PCIe V1.1/V2.1/V3.0 Changes Overview-FPGA CPLD资料源码分享社区-FPGA CPLD-ChipDebug

PCIe V1.1/V2.1/V3.0 Changes Overview

 

本文将简要地介绍PCIe V1.1相对于V1.0a的主要更新,V2.1相对于V2.0的主要更新,V3.0相对于V2.1的主要更新。主要参考资料来自于Mindshare,将作为附件放在本文的末尾处。

第一部分、V1.1相对于V1.0a的主要更新

• MSI-X interrupt generation capability added.
• A Root complex that supports peer-to-peer transactions is allowed to split packets.
• Addition of Root Complex Integrated Endpoint and Event Collector definition as well as related extended capability registers.
• Additional Byte Enable usage rule.
• Tag[7:0] field restricted use in Vendor-Defined Messages.
• Hot-Plug related Attention Indicator On/Off/Blink, Power Indicator On/Off/Blink and Attention Button Pressed messages are no longer supported.

• Endpoints must not delay the acceptance of a Posted Request for more than the Posted Request Acceptance Limit of 10 µs.
• New optional feature called CRS Software Visibility which is enabled via a new configuration bit in the Root Control register of Root Complex’s PCI Express Capability Block.
• Additional transaction ordering rules apply for traffic within the same traffic class.
• A new Multi-Function Virtual Channel (MFVC) Capability structure is added and optionally implemented in upstream ports.
• The timeout flow control mechanism must be disabled if an Infinite Credit advertisement has been made during initialization for P, NP and Cpl flow control classes.
• InitFC1 and InitFC2 DLLPs must be transmitted in the order InitFC for P, NP, then Cpl.

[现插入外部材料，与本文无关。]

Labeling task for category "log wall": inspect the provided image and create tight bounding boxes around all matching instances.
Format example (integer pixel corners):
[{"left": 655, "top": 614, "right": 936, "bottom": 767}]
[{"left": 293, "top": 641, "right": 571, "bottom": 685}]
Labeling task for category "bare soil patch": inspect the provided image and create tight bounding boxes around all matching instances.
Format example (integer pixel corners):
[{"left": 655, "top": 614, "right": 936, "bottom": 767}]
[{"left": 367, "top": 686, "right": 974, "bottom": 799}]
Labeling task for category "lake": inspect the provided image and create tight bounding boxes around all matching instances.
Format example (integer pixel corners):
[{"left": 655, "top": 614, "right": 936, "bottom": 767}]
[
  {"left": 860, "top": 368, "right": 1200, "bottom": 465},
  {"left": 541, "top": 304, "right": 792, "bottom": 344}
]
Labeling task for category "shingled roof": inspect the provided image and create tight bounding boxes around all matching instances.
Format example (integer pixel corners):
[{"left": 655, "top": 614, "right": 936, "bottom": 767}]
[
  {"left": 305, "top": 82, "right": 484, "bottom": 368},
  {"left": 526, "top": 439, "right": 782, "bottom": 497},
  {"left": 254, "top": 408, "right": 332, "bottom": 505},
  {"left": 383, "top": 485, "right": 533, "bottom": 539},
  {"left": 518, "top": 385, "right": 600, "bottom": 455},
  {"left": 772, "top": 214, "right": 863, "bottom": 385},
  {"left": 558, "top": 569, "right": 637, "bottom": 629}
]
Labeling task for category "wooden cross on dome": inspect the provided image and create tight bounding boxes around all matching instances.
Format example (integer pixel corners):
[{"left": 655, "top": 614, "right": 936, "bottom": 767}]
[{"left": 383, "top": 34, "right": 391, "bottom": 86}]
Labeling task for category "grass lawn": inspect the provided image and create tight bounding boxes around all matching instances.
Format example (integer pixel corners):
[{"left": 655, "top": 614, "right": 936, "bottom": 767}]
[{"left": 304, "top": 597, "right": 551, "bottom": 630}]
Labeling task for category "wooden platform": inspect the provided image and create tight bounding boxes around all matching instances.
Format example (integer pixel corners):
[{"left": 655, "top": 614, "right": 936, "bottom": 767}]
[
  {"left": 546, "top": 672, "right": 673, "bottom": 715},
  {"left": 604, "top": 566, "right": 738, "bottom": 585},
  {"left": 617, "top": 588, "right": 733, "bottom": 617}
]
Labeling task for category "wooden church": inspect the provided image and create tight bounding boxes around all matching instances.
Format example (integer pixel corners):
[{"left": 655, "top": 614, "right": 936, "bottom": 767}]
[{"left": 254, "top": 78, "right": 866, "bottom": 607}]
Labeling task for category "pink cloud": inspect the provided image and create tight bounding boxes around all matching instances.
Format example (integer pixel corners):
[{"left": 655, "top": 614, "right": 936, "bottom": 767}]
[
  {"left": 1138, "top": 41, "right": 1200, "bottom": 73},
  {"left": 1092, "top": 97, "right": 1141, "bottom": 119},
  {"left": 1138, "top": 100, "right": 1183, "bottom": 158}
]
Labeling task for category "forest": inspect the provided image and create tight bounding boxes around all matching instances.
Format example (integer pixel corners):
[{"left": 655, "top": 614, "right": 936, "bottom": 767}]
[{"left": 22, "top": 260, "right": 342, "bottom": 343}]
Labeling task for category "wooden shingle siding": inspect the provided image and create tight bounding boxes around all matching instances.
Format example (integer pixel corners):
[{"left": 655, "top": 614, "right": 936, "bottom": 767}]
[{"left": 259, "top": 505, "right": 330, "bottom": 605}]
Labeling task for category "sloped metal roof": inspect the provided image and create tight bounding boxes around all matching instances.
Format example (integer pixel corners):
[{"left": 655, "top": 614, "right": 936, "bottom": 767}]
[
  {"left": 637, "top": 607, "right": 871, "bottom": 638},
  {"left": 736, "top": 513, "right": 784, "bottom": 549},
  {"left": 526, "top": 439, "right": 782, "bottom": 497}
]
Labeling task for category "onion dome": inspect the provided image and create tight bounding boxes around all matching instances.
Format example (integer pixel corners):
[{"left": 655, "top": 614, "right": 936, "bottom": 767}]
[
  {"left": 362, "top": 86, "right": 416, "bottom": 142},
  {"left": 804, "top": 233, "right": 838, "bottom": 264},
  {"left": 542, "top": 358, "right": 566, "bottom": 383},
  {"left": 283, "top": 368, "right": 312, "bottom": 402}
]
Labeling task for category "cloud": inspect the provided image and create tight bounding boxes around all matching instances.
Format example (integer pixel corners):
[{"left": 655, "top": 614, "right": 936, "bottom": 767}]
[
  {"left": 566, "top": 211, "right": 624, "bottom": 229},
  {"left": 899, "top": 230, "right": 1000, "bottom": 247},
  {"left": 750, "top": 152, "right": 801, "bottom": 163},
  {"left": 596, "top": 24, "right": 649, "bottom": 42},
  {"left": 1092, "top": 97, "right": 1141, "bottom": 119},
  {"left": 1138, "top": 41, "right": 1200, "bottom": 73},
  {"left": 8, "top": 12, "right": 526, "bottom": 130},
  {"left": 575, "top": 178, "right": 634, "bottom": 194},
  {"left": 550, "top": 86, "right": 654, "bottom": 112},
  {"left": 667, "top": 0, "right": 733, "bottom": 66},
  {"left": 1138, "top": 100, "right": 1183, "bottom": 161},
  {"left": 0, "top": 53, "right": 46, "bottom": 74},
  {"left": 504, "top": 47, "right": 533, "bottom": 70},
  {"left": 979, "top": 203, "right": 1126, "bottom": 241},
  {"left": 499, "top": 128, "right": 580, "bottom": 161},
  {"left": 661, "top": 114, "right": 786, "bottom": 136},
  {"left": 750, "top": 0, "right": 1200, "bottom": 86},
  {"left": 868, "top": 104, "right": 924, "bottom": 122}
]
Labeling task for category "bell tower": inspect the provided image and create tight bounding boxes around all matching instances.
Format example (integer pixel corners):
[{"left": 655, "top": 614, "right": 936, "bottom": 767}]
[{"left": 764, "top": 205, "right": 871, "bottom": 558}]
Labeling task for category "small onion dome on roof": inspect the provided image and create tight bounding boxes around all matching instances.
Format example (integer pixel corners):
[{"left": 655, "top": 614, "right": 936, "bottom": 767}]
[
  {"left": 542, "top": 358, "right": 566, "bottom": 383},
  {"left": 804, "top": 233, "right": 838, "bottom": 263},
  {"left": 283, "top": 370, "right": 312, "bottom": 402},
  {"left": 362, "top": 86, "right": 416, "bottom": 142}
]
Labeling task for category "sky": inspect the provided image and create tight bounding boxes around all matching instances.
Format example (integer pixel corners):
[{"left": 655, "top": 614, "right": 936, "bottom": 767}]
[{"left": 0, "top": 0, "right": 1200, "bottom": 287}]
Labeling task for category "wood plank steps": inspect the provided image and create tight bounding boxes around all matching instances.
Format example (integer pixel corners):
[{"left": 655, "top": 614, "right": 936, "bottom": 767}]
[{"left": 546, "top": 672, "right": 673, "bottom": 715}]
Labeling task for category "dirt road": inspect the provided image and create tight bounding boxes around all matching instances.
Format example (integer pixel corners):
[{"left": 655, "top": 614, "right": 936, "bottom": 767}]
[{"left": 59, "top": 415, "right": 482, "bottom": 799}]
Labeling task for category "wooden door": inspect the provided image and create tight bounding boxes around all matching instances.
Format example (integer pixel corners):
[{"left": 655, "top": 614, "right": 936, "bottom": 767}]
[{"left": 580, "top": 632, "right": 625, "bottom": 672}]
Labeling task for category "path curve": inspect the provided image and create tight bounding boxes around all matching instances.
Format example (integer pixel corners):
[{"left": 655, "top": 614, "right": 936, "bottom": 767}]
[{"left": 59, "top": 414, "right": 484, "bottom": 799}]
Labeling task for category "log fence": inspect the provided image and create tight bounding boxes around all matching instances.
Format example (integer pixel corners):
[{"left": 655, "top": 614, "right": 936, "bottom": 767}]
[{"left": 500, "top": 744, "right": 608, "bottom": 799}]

• The three types of InitFC1 or InitFC2 DLLPs must be transmitted at least once every 34 µs.
• While in InitFC2 stage, transaction layer must block transmission of any other new TLPs.
• If a received TLP ends with EDB, but the TLP does not have an LCRC that is the inverse of what it should be, then discard the TLP and free up any TLP resources as well as if the NAK_SCHEDULED flag is clear, set it and immediately schedule a Nak DLLP for transmission.
• Detection of Link Training errors which was optional is removed from the specification. Link Training register also removed.
• It is required to detect 8b/10b decode errors and report them as Physical Layer receiver errors.
• It is possible to design a port in which the Lanes support different data rates as indicated via the Link Data Rate Identifier within the TS1/TS2 packets.
• Detection of crosslink during training.
• During Configuration state while in the step required for initializing the Lane number, the upstream port may wait up to 1ms before accepting the Lane number indicated in the received TS1s.
• Loopback Slave behavior.
• During Detect state, it is not required that the detect sequence be performed on both conductors of a differential pair.
• The definition of the “Extended Sync” bit (bit 7 of the Link Control register) has been changed.
• A new “Eye measurement Clock Recovery Function” is described.
• The new capability defined allows a device to transition to L2 or L3 via L2/L3 Ready without software first placing a device into the D3 state first.
• A new Link power state called Link Down (LDn) is added.
• Reference Clock (REFCLK) can be gated while a device’s Link is in the L1 or L2/L3_Ready state.
• Configuration registers relating to turning REFCLK On/Off are added.
• Configuration and Message requests are the only TLPs accepted by a function in the D1 or D2 or D3Hot device power state.
• Link L1 power management state entry and exit procedure is further clarified.
• A deadlock avoidance mechanism for cases were one or more devices does not respond to a PME_Turn_Off request with a PME_TO_Ack Message is explained.
• Multi-function device behavior is explained given that the functions are programmed for entry into different Link power management states.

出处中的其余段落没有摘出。